Now, the real question is: how well will Flight Simulator run? Asobo confirmed that the base frame rate will be locked to 30 FPS, although if your TV supports variable refresh rate, the frame rate can go a little higher.

They’re not specifically mentioning 60 FPS here, and for good reason: Flight Simulator barely runs at 60 FPS on anything, even the most powerful rigs. The frame rate gets especially rough whenever you’re flying around heavily populated urban areas, or spaces where Bing Maps has a lot of 3D data — think Sydney Airport, New York’s JFK, Heathrow, flying out of Paris, or anywhere that’s especially populated in multiplayer.

So consider how much harder it is for the Xbox Series X and its CPU (which Flight Sim is notoriously bound by), which doesn’t have anywhere near the same thermal headroom as PC, especially when Microsoft’s own trailer specifically mentioned the game was running at 4K. (I doubt the internal rendering resolution is 4K, mind you — a lot of PC users dropped the rendering resolution to 80 percent or 90 percent to boost frame rates, and that’d be a smart move for consoles.)

What’s different with Flight Sim‘s restriction here is the variable refresh rate mandate. Plenty of last-gen games would hover between 40-60 FPS, but the likely reason here is that Flight Simulator will spend most of its time closer to the 30-45 FPS territory, and Asobo wants to make sure people aren’t stuck with horrific judder when the frame rate drops.

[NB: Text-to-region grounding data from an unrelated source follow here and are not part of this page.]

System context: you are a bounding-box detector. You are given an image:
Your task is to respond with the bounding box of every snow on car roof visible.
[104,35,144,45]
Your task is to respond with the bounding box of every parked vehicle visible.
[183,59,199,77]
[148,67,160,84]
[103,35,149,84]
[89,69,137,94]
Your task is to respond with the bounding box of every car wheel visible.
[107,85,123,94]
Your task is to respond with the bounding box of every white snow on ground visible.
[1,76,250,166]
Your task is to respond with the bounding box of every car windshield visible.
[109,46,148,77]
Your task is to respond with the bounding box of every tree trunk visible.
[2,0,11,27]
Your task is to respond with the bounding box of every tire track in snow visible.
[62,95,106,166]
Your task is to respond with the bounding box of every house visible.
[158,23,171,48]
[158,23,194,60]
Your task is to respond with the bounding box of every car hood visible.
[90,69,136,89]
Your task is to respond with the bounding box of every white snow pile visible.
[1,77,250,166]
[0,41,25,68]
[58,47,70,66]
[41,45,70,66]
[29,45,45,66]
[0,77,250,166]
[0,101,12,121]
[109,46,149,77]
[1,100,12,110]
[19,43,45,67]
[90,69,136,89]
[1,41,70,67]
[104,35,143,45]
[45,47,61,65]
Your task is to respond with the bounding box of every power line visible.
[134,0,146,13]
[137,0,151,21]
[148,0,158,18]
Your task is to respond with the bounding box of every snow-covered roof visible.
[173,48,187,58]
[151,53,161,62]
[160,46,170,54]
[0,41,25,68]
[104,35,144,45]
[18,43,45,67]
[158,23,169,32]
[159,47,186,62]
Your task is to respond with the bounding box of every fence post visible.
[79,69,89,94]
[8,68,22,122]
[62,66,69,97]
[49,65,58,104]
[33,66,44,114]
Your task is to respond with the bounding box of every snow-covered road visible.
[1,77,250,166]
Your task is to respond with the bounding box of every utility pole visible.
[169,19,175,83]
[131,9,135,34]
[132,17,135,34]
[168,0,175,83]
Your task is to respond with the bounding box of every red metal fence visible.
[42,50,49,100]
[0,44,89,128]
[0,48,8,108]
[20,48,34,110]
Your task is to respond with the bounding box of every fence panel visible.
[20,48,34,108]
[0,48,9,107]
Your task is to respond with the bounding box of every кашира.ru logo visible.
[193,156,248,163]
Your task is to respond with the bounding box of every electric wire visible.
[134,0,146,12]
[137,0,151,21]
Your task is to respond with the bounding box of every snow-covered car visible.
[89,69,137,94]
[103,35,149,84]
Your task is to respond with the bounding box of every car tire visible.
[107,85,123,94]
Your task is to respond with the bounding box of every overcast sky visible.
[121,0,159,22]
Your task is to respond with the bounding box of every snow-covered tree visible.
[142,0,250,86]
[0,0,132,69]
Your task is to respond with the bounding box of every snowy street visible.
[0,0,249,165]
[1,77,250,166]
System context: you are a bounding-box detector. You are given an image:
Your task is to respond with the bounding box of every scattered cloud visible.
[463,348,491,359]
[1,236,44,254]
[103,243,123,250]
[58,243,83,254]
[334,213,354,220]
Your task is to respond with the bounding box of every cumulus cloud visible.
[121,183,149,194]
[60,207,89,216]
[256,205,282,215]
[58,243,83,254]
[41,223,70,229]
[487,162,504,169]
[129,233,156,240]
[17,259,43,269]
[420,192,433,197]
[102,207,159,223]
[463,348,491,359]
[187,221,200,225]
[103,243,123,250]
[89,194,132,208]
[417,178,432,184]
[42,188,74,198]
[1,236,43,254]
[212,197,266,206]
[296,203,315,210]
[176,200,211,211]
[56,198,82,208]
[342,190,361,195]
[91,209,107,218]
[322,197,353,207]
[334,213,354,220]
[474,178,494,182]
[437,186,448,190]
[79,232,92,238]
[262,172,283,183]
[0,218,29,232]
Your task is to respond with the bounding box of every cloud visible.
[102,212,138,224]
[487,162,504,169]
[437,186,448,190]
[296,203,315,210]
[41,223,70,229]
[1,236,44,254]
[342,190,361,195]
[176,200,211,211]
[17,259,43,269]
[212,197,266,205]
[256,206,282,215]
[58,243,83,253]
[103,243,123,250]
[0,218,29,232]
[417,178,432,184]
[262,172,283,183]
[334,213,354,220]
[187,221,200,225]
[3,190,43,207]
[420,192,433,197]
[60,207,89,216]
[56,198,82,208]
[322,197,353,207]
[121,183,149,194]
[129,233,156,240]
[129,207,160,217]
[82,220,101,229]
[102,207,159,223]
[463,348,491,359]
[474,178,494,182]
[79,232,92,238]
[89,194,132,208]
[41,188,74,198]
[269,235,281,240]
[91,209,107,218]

It’ll be interesting to see if Flight Simulator gets optimised to better take advantage of all a machine’s CPU cores, something it didn’t really do at launch. “And I think it’s very similar on Xbox where there’s an entire spectrum between Xbox One and Xbox Series X. There’s continued optimisation regardless, but Xbox is certainly reinvigorating our optimization efforts, is probably the best way to say it,” Jorg Neumann, Microsoft’s head of Flight Sim, told The Verge last year.

Still, Flight Simulator is the kind of game you can enjoy at lower frame rates. It’s not a twitch shooter, after all. But it’ll be interesting to see how Asobo navigates their way around the Xbox hardware when Flight Simulator launches on Xbox Series X and S on July 27.